Mettendo in fila i vari dati sull’affluenza per le sole elezioni regionali (97,02% — 95,84% — 94,1% — 93,64% — 90,6% — 88,89% — 79,16% — 74,98% — 64,16% — 52,66%), si può notare facilmente quando avvenga il crollo della partecipazione.
Fino al 1995 l’affluenza subisce un calo costante ma contenuto, nel 2000 c’è una disaffezione di quasi un decimo dell’elettorato, un ulteriore 5% si perde per strada nel 2005 e da quella data l’affluenza precipita di oltre dieci punti percentuali ad ogni appuntamento elettorale. Non sono le elezioni regionali in quanto tali a scoraggiare la partecipazione, sono le ultime elezioni regionali, con i relativi partiti e candidati che hanno tenuto lontano l’elettorato.
La metà che ha scelto di recarsi alle urne non sempre ha espresso un voto valido. La somma di schede bianche e nulle, in costante e drastico calo negli ultimi anni, ha subito un’impennata.
Se nel 2000 era di 338, nel 2005 si era dimezzata (152) e aveva toccato appena 106 schede nel 2010. Stavolta le 172 schede bianche e nulle superano i dati del 2005 e del 2010 e, in proporzione, non sono affatto dissimili dalle 338 schede del 2000 quando l’affluenza era del 79,16%. Si amplifica così il dato sulla protesta e disaffezione del corpo elettorale.

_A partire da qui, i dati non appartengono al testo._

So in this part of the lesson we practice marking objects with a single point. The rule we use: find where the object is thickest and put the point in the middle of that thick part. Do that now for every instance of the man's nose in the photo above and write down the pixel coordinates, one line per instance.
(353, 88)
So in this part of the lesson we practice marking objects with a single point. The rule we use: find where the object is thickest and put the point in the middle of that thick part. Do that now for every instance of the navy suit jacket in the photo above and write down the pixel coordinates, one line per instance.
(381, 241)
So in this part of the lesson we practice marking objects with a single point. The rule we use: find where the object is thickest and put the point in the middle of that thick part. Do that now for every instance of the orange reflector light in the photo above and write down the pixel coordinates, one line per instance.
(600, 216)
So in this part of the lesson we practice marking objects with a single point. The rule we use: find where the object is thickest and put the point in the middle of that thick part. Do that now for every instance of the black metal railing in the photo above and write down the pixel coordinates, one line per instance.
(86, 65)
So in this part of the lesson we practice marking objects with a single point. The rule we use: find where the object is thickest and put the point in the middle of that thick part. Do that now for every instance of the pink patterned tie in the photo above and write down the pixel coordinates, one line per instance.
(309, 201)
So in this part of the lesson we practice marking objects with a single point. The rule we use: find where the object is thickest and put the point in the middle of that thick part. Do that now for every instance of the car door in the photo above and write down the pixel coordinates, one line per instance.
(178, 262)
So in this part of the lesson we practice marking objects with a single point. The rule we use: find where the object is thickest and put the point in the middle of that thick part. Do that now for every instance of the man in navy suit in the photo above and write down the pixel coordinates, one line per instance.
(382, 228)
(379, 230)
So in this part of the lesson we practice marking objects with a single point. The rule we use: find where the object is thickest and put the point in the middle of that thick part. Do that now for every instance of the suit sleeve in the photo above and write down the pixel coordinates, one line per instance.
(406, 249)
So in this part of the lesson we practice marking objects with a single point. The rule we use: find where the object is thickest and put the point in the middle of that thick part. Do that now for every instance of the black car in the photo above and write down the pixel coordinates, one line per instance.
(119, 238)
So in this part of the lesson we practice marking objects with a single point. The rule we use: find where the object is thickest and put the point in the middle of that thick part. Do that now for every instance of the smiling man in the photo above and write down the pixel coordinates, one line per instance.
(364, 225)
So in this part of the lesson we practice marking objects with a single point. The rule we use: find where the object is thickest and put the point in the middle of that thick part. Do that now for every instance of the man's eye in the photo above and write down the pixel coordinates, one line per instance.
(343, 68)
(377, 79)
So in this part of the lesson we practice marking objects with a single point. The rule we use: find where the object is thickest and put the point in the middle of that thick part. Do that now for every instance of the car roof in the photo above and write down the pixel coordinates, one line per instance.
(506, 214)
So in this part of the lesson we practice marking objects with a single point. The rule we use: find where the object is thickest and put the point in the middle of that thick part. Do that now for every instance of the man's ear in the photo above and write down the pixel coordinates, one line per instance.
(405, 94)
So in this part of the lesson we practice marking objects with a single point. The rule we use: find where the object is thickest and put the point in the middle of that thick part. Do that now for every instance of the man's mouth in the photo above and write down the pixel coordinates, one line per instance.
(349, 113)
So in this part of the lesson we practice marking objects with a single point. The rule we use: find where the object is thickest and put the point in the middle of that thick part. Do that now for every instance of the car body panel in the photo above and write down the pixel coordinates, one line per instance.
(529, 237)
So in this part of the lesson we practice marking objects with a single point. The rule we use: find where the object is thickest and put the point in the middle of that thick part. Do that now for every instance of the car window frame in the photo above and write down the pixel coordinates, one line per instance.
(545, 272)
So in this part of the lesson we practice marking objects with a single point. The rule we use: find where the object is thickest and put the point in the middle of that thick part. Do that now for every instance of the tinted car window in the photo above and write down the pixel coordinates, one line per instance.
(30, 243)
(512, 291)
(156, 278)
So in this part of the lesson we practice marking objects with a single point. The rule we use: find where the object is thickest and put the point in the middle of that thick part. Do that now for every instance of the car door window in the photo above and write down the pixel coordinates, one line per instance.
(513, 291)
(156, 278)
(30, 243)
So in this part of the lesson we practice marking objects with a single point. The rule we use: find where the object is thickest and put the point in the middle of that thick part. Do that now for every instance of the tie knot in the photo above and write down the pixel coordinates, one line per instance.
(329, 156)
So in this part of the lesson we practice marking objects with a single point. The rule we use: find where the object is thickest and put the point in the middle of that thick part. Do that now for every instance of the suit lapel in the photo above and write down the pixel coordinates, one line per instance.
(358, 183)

I voti validi sono dunque 2.866 ovvero il 49,67% degli aventi diritto. Una minoranza.
Analizziamo comunque gli aspetti salienti del voto di questa minoranza. Partiamo dal “vincitore”, Enrico Rossi che ottiene 1.601 voti come presidente pari al 55,86%. Sembrerebbe un’affermazione netta. In realtà mancano voti, molti, per essere soddisfatti.
Claudio Martini, nel 2000, aveva ottenuto 2.582 voti e ne aveva guadagnati 118 nel 2005 arrivando alla quota di 2.700. Cinque anni fa i voti per Rossi erano 2.407 pari al 64,90%. Il presidente riconfermato riesce quindi a perdere ben 10 punti percentuali e circa un terzo dei consensi (806 voti in meno).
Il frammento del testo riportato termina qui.